O grupo empresarial, com cerca de 130 integrantes, tenta negociar tarifas impostas pelos Estados Unidos ao Brasil, mas foi surpreendido pela circulação da dupla, que defende abertamente sanções contra o país.

Café da manhã inesperado

Na manhã desta quinta-feira, Eduardo e Figueiredo conversaram no café do hotel com um empresário supostamente ligado ao setor da pesca. A Abipesca, no entanto, negou qualquer encontro com eles. Nos bastidores, mensagens em grupos de WhatsApp mostravam especulações sobre quem teria convidado o deputado, mas a identidade dos anfitriões permaneceu desconhecida até o fim do dia.

“Não foi a CNI que nos chamou. Foram cinco empresários, encontramos com alguns ontem e fizemos um café da manhã menor hoje. Mas não faz sentido dizer quem são, não vamos expor”, disse Figueiredo. Ele contou que Eduardo teria condicionado sua participação a conhecer a lista de empresários presentes, o que não ocorreu. Por isso, a conversa ficou restrita a um grupo reduzido de empreendedores já conhecidos do deputado.

Críticas e constrangimento

A presença de Eduardo gerou incômodo entre os industriais. “É algo que não tem nem sentido, né?! Não foi ele [Eduardo] quem criou o problema?

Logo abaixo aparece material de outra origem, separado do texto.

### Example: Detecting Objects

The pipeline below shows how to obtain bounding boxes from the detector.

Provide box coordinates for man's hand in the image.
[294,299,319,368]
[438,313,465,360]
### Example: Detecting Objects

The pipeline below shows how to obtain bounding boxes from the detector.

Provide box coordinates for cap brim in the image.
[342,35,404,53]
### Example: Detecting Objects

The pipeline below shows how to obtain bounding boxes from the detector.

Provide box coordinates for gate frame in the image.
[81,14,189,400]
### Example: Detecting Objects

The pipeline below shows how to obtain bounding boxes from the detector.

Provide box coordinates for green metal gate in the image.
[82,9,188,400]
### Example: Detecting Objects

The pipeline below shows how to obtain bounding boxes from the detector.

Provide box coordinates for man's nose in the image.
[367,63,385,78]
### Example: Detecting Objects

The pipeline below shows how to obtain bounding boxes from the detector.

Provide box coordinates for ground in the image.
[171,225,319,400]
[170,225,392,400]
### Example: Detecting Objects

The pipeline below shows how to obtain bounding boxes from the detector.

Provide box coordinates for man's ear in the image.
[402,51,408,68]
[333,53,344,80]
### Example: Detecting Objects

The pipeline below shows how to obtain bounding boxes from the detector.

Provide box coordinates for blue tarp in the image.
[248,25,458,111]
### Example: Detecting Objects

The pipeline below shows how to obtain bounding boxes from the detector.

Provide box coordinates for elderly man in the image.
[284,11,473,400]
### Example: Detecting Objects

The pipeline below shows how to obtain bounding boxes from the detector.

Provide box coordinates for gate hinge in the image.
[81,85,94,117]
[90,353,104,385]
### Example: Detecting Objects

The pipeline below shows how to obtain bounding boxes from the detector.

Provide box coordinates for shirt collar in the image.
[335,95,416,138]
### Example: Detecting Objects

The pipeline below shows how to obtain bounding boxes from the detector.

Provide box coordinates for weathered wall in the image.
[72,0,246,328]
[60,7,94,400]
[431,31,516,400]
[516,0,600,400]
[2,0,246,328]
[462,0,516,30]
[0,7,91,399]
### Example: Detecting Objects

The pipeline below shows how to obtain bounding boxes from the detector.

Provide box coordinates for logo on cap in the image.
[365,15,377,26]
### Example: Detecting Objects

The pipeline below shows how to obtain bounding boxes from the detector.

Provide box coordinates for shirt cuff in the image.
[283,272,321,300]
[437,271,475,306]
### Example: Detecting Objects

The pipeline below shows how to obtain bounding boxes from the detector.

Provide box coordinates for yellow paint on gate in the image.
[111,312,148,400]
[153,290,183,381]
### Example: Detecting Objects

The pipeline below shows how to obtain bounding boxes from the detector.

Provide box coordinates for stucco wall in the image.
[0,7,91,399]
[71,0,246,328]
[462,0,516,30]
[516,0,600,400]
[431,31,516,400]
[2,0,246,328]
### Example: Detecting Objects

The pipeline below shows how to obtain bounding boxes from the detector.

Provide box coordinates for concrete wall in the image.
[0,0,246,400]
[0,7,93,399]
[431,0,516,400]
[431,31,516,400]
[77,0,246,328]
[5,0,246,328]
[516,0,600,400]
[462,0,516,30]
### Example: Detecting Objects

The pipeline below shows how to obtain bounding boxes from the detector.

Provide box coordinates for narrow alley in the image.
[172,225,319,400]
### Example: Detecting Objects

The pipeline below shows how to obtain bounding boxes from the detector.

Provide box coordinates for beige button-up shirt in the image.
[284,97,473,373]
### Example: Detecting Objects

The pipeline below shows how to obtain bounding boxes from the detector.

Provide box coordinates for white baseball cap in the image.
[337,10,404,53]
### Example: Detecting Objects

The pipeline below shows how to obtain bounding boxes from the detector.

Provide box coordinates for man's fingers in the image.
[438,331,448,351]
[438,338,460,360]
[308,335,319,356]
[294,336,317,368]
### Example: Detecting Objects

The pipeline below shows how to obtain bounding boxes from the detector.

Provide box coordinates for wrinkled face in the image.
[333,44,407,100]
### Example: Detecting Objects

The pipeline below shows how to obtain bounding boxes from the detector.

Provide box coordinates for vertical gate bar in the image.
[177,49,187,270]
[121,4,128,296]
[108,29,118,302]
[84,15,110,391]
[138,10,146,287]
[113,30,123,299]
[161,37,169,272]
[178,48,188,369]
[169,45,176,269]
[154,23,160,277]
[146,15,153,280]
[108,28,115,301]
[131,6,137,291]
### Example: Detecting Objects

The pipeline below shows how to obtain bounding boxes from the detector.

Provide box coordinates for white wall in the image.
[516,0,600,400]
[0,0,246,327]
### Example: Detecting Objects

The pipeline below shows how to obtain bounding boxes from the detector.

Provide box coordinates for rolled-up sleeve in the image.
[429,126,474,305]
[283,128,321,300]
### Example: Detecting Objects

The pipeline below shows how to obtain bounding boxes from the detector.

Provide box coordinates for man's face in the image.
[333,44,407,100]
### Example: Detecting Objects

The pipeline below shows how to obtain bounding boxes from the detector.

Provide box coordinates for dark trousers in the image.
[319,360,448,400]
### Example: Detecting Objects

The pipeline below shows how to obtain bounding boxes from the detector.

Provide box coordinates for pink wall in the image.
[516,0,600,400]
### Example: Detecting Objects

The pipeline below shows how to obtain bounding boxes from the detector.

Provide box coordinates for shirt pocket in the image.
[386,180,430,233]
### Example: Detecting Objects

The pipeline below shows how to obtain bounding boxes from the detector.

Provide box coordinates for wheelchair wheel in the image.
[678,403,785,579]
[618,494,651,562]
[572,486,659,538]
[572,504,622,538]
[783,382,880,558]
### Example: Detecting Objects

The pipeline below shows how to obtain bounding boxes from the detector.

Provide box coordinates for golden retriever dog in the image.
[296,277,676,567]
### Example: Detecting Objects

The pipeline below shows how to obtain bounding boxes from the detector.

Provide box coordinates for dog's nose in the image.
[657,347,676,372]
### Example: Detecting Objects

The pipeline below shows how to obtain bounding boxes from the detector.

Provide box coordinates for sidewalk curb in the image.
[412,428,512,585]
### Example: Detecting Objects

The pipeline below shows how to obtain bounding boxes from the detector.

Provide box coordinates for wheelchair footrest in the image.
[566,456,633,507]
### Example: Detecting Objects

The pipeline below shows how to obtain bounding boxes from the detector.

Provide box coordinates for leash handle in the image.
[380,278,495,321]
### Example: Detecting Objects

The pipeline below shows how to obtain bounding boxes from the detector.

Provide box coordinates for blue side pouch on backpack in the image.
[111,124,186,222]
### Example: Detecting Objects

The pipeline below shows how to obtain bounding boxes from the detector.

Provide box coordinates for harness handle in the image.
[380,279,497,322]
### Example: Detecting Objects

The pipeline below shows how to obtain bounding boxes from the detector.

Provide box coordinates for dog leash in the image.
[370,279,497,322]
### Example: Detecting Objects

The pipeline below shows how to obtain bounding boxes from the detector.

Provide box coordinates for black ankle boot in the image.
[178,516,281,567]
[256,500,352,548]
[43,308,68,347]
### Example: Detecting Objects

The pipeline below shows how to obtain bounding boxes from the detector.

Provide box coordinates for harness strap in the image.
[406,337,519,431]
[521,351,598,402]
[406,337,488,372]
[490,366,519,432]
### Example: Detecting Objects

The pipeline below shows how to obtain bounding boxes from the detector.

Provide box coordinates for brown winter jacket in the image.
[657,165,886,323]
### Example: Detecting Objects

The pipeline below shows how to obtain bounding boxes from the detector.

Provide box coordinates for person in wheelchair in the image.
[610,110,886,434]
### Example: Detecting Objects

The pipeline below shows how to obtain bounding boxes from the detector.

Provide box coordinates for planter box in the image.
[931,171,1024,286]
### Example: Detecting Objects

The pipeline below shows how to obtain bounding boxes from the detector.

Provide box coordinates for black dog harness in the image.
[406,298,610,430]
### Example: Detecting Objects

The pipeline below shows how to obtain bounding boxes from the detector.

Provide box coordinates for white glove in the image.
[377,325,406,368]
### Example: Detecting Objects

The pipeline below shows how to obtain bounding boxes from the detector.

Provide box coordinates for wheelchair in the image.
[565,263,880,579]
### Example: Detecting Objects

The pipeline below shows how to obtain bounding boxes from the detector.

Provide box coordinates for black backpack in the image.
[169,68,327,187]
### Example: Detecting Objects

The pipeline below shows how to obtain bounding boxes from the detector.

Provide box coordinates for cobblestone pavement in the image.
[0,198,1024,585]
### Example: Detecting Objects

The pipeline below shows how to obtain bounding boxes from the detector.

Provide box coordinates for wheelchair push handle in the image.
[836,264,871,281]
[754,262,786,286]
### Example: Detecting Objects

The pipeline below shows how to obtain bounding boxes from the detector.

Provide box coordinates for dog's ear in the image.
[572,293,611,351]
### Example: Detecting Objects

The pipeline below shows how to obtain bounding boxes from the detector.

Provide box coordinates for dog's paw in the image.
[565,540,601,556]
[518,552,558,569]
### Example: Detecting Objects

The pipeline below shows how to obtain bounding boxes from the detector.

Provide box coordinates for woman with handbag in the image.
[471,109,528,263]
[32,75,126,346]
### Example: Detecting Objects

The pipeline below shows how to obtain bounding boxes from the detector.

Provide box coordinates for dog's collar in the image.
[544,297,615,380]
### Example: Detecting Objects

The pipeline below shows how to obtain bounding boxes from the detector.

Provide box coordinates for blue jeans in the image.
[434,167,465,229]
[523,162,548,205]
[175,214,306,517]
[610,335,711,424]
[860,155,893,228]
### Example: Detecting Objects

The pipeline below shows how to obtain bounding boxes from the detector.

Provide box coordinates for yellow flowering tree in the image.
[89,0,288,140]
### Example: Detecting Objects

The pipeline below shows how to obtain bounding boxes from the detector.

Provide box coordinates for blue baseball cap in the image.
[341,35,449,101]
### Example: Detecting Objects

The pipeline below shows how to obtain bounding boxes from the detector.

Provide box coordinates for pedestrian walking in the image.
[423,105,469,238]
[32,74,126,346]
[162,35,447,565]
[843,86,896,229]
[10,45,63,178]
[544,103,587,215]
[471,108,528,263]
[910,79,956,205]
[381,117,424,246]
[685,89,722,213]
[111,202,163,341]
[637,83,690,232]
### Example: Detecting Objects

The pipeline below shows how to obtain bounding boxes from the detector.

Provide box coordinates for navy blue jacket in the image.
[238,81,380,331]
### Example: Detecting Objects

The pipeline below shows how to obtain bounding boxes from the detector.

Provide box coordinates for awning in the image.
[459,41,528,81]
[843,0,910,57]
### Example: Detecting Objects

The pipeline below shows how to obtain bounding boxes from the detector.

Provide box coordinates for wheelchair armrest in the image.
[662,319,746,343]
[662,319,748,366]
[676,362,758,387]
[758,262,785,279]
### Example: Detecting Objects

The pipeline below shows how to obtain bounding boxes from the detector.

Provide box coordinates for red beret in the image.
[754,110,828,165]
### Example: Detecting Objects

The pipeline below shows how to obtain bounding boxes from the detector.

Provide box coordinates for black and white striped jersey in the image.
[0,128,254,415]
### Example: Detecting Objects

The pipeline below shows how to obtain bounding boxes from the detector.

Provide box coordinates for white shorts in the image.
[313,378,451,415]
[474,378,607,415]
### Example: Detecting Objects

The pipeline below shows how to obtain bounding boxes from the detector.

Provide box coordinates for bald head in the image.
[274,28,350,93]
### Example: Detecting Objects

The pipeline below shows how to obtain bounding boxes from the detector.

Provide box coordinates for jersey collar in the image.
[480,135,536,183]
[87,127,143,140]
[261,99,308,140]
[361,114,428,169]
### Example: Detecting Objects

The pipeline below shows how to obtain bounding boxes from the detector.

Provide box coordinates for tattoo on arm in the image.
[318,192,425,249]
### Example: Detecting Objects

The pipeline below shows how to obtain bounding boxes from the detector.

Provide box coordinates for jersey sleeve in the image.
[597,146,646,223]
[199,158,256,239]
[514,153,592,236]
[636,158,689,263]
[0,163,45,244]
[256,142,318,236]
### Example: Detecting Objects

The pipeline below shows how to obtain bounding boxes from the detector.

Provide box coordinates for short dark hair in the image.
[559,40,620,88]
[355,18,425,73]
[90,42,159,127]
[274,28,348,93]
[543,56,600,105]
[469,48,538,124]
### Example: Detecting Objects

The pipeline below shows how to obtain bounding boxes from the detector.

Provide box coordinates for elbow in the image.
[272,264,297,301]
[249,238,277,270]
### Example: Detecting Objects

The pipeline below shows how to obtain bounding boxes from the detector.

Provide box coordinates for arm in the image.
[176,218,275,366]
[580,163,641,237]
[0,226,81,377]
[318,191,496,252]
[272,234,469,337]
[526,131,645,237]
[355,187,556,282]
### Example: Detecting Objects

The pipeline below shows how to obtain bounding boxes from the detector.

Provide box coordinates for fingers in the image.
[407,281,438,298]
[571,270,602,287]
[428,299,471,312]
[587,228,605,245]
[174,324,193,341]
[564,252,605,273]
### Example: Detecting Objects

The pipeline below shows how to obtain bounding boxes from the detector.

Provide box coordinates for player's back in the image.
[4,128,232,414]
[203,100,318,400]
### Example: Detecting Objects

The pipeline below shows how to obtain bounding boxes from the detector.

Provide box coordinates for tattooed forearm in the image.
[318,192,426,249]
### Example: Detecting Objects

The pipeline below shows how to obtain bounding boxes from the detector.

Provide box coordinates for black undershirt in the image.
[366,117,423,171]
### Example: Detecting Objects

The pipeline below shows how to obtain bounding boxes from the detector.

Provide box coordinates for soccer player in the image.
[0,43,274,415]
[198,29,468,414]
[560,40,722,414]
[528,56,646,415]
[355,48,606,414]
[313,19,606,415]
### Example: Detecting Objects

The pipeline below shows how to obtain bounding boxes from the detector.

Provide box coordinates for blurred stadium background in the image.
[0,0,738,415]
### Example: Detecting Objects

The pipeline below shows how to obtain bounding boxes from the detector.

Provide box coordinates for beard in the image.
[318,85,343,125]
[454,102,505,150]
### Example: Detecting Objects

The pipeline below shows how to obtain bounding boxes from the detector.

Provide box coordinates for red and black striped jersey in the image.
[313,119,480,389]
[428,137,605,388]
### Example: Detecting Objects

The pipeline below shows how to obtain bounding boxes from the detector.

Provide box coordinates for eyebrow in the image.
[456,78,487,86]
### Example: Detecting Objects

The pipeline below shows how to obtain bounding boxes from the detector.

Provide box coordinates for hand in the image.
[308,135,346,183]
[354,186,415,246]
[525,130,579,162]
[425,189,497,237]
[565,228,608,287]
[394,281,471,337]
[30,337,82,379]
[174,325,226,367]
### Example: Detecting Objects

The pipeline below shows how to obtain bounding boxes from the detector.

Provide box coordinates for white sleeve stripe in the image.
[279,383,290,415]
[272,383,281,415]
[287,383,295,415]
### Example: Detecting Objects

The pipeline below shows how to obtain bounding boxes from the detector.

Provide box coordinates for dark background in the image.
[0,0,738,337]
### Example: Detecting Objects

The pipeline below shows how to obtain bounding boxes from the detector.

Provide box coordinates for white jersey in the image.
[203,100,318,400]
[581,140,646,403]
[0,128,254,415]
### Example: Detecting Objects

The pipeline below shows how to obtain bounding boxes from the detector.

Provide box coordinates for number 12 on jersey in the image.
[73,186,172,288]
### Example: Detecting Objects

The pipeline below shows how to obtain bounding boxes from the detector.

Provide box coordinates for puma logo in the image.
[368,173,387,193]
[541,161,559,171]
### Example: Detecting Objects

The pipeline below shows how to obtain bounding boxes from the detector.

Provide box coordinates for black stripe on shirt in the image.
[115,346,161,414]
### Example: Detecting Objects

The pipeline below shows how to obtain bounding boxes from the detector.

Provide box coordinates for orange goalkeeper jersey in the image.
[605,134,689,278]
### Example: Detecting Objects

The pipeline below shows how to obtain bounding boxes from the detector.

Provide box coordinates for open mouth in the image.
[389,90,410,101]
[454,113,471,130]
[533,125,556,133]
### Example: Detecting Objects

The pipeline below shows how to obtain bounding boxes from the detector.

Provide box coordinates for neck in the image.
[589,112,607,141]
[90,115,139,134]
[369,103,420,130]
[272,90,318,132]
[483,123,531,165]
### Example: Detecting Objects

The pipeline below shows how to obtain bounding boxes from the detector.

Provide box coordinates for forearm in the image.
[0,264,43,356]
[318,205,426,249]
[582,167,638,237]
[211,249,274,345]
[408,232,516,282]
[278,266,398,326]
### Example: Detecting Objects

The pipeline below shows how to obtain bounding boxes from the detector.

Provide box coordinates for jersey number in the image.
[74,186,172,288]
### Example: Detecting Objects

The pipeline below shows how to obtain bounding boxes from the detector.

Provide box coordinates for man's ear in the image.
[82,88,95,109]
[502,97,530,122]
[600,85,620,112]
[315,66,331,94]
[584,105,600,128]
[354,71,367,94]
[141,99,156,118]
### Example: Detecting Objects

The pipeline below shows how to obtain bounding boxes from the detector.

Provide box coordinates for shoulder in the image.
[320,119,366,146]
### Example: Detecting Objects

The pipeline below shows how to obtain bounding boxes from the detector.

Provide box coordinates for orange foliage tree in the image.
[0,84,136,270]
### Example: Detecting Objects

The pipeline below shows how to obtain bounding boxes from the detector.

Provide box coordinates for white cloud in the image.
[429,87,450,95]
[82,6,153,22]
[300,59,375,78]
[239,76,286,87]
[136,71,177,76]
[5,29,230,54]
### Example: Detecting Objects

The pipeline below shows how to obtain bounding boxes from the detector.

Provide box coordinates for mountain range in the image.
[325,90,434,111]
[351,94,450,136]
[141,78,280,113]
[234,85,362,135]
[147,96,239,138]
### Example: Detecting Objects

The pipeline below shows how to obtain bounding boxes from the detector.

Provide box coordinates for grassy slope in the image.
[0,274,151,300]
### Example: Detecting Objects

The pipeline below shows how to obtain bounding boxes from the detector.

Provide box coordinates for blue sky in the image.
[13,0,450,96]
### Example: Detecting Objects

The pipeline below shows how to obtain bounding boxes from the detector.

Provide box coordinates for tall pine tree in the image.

Agora vai aparecer aqui para vender solução?”, questionou um representante de empresários do Sudeste. Outro classificou a situação como “estranhíssima”. Nenhum dos ouvidos pela reportagem defendeu a participação do parlamentar.

Eduardo e Figueiredo têm articulado junto à administração de Donald Trump a adoção de sanções contra o Brasil, sob o argumento de que elas poderiam pressionar por uma anistia a Jair Bolsonaro e aliados. A carta em que Trump justificou o tarifaço de 50% sobre produtos brasileiros ecoa esse discurso, ao classificar os processos contra o ex-presidente como “caça às bruxas”.

CNI tenta blindar comitiva

Ricardo Alban, presidente da CNI, disse que a delegação foi organizada para excluir qualquer viés político e se concentrou em empresários. Nem mesmo técnicos do Ministério do Desenvolvimento, Indústria, Comércio e Serviços (MDIC) foram incluídos, apesar de pedidos para integrar a viagem.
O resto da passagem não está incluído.